I often hear of the benefits of a firewall blocking certain ports to "increase security". At the same time, there are some ports that are usually left open (e.g. port 80).
On firewalls you will almost always block all incoming traffic by default except for traffic destined for a specific service.
If you don't have a strong requirement for security you will just permit outgoing traffic on any port.
If you need to be a bit more secure you will block outgoing traffic to commonly abused ports. For example you would block outgoing SMTP, except from your mailserver to prevent your internal systems from becoming a source of SPAM.

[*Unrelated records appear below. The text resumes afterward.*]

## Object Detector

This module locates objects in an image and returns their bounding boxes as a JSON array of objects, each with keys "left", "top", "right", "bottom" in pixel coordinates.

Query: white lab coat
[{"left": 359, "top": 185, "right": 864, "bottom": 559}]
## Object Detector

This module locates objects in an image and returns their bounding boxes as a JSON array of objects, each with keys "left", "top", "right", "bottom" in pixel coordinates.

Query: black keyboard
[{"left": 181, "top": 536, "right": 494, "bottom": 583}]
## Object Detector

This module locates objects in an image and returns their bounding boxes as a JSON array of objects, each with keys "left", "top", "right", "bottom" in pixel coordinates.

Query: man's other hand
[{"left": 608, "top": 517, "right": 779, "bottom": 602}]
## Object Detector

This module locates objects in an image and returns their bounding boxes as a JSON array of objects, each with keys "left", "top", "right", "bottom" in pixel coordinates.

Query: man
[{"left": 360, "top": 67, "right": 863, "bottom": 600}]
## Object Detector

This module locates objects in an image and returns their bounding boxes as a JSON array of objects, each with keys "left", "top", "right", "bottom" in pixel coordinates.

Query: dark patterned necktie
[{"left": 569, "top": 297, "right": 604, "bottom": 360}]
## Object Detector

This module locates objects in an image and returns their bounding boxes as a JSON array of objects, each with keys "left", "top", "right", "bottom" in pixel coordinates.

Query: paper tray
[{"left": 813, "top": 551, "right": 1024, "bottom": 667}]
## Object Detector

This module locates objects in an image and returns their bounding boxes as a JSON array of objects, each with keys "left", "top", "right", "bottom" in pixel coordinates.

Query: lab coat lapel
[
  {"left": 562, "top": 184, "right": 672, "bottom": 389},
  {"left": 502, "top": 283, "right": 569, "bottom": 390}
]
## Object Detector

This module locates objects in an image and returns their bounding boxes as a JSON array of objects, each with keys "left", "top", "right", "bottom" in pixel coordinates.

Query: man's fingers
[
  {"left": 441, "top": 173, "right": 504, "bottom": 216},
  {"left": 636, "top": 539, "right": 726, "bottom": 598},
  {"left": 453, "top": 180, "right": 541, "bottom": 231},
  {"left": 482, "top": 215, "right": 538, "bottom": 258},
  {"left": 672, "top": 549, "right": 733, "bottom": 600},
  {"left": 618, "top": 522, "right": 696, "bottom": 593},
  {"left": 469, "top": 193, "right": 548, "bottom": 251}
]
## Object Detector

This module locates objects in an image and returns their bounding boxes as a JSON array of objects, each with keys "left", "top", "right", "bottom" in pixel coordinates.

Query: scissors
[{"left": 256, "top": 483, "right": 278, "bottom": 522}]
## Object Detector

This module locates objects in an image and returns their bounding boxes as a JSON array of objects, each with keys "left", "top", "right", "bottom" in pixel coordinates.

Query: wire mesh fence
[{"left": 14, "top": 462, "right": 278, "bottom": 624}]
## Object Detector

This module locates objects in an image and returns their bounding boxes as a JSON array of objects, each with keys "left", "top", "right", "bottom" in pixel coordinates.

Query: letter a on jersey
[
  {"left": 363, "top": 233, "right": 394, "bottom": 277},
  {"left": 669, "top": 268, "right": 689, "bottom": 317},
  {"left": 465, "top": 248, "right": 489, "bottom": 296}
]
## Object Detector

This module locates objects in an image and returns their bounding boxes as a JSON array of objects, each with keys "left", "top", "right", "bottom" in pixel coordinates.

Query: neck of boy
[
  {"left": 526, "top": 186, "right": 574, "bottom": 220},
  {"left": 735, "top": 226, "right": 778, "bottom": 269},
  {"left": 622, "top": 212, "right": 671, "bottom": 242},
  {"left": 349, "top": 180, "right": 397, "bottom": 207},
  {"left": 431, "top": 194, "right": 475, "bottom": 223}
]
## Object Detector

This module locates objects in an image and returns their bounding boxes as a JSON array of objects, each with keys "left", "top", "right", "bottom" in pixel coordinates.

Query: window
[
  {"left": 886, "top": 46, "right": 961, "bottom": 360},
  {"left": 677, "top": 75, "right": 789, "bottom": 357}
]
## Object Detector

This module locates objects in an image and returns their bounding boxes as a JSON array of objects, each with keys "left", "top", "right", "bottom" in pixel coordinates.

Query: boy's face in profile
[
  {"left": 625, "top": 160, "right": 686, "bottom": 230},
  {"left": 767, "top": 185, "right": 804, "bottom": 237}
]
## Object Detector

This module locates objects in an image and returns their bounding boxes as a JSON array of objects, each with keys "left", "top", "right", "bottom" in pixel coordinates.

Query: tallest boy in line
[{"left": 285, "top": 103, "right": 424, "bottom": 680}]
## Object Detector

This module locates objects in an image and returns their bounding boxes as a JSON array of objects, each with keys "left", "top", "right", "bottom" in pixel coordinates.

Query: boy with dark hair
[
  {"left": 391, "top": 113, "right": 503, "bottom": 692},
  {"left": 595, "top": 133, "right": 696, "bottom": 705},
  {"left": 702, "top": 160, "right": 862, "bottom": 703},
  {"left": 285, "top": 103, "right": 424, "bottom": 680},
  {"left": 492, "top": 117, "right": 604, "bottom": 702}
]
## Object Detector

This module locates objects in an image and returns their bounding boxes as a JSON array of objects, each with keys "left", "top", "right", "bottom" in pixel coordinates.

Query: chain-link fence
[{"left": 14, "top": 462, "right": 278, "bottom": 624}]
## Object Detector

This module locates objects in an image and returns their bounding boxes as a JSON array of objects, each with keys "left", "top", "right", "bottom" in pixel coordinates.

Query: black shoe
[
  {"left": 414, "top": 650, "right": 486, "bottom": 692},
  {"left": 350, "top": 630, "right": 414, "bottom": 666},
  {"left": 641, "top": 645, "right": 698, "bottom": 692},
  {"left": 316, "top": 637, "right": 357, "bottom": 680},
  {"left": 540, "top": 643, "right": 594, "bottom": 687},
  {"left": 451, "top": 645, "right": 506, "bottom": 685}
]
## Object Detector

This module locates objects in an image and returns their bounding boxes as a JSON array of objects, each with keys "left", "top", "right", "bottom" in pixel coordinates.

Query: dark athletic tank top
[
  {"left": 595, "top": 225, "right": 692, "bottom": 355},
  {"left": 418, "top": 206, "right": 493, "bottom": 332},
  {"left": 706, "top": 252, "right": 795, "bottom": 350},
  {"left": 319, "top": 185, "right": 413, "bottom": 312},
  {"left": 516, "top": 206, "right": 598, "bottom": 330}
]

As you grow even more paranoid, you will not permit any direct outbound access, and you will force all traffic through application level firewalls that are able to dig deeper into the payload then what you get with just a basic packet filter. For HTTP traffic you would use a HTTP proxy like Squid. For DNS, you might run your local DNS caching server instead of permitting direct access to external DNS servers. The list goes on. Almost every common server has a application level proxy of some sort. This means you don't need to open 'port 80' irrespective of whatever protocol some client chooses to use on port 80. Instead you permit HTTP/HTTPS traffic from your clients to connect to port 80/443, and you prohibit everything else.
Also, understand that your network has to fulfill its purpose. This always means that there will be some sort of compromise between extremely paranoid security, and making things actually work for your users.